Betrokkene is in Nederland tot ongewenst vreemdeling verklaard. Gelet op die status wordt in de praktijk van de tenuitvoerlegging van de maatregel door de Minister van Justitie geen machtiging tot het verlenen van enige vorm van verlof verleend. Dit brengt mee dat het voortduren van de terbeschikkingstelling met dwangverpleging in Nederland voor betrokkene in die zin uitzichtloos zal zijn, dat resocialisatie in Nederland niet mogelijk zal zijn. De kliniek heeft zich derhalve ingespannen om een terugkeerregeling voor betrokkene naar Kosovo te realiseren, zodat betrokkene aldaar zal kunnen resocialiseren.
Ter terechtzitting van het hof is gebleken dat bij terugkeer van betrokkene naar Kosovo, psychiater Berisha bereid is betrokkene te behandelen en te monitoren. Betrokkene zal zelfstandig gaan wonen in [stad], onder toezicht en begeleiding van zijn familie. Overdag zal betrokkene naar een dagactiviteitencentrum gaan dat is gericht op de resocialisatie en integratie van betrokkene in de maatschappij.

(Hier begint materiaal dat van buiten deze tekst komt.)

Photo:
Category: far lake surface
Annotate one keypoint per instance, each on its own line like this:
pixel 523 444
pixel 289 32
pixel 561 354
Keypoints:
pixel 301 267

Aldaar staat betrokkene onder begeleiding van een verpleegkundige en een psychiater. De familie van betrokkene is bereid de vereiste medicatie voor betrokkene te bekostigen. Betrokkene heeft aangegeven dat hij naar Kosovo wenst terug te keren, zich zal inzetten voor de behandeling aldaar en de adviezen van psychiater Berisha zal opvolgen. Getuige-deskundige De Vries heeft ter terechtzitting aangegeven dat het recidiverisico zodanig is teruggebracht dat de terugkeer naar Kosovo met de daarbij horende begeleiding verantwoord wordt geacht.

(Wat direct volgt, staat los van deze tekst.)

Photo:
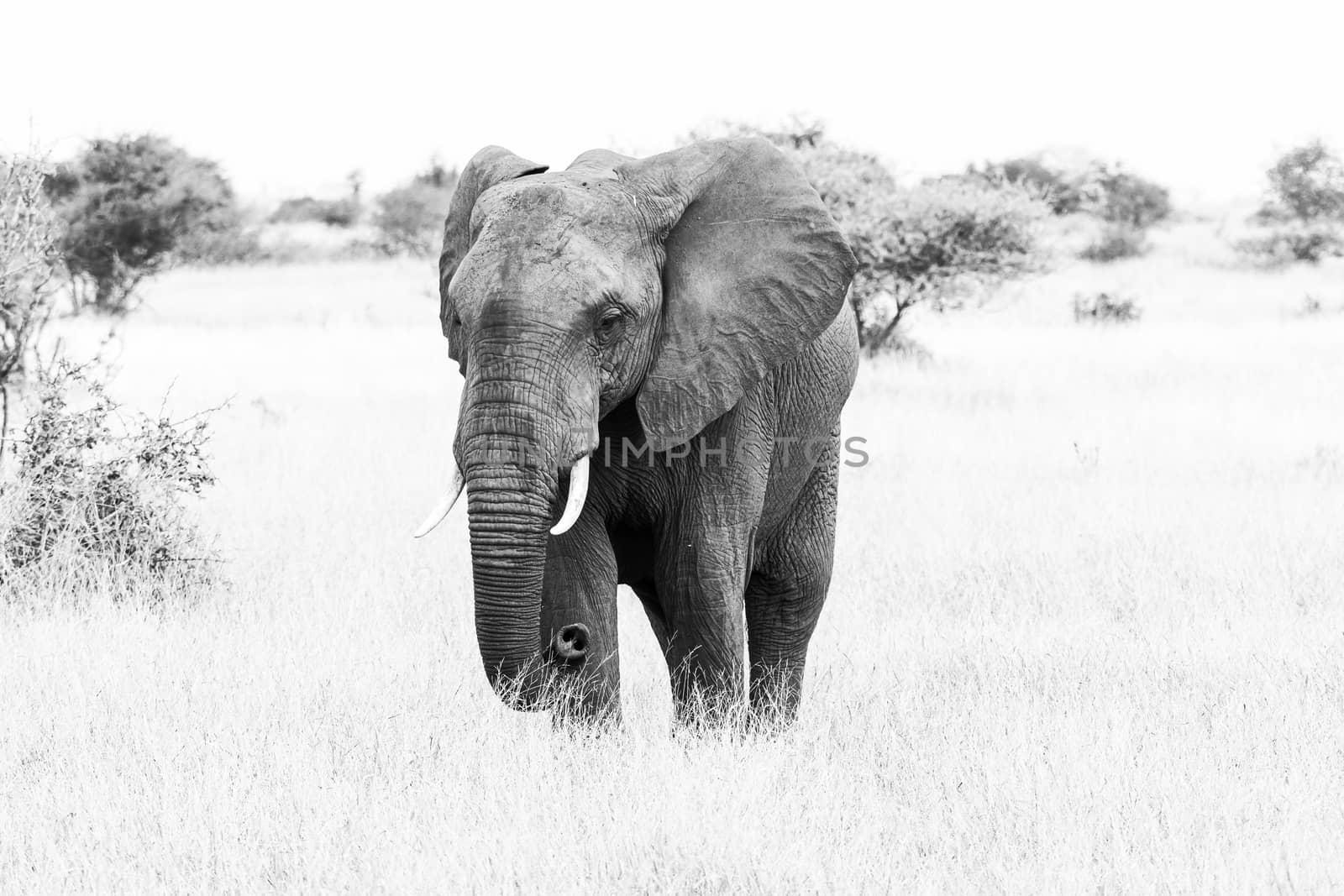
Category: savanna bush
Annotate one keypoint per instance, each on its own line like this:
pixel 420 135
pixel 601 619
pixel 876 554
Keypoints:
pixel 1304 212
pixel 96 500
pixel 941 244
pixel 938 244
pixel 1063 192
pixel 1115 244
pixel 129 206
pixel 1128 201
pixel 410 217
pixel 30 259
pixel 1105 308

Op grond van het bovenstaande is het hof van oordeel dat sprake is van een passende voorziening voor betrokkene in Kosovo die met voldoende waarborgen is omkleed. Het hof is er voldoende van overtuigd dat de zorg in Kosovo, zoals deze hiervoor is besproken, toereikend is. Derhalve is thans voldaan aan de voorwaarden voor een verantwoorde resocialisatie van betrokkene in Kosovo. Het hof zal op grond daarvan de vordering van de officier, tot verlenging van de terbeschikkingstelling, afwijzen. Het hof gaat er vanuit dat betrokkene in vreemdelingenbewaring in Veldzicht kan blijven tot het vertrek naar Kosovo.
Beslissing:
Het hof:
Vernietigt de beslissing van de rechtbank te Middelburg van 16 oktober 2007 met betrekking tot de terbeschikkinggestelde.
Wijst af de vordering van de officier van justitie.
Aldus gedaan door
mr Bartelds als voorzitter,
mrs Stikkelbroeck en Stolwerk als raadsheren,
en drs Schudel en drs Van Kordelaar als raden,
in tegenwoordigheid van mr Ten Elshof als griffier,
en in het openbaar uitgesproken op 14 april 2008.
De raden zijn buiten staat deze beslissing mede te ondertekenen.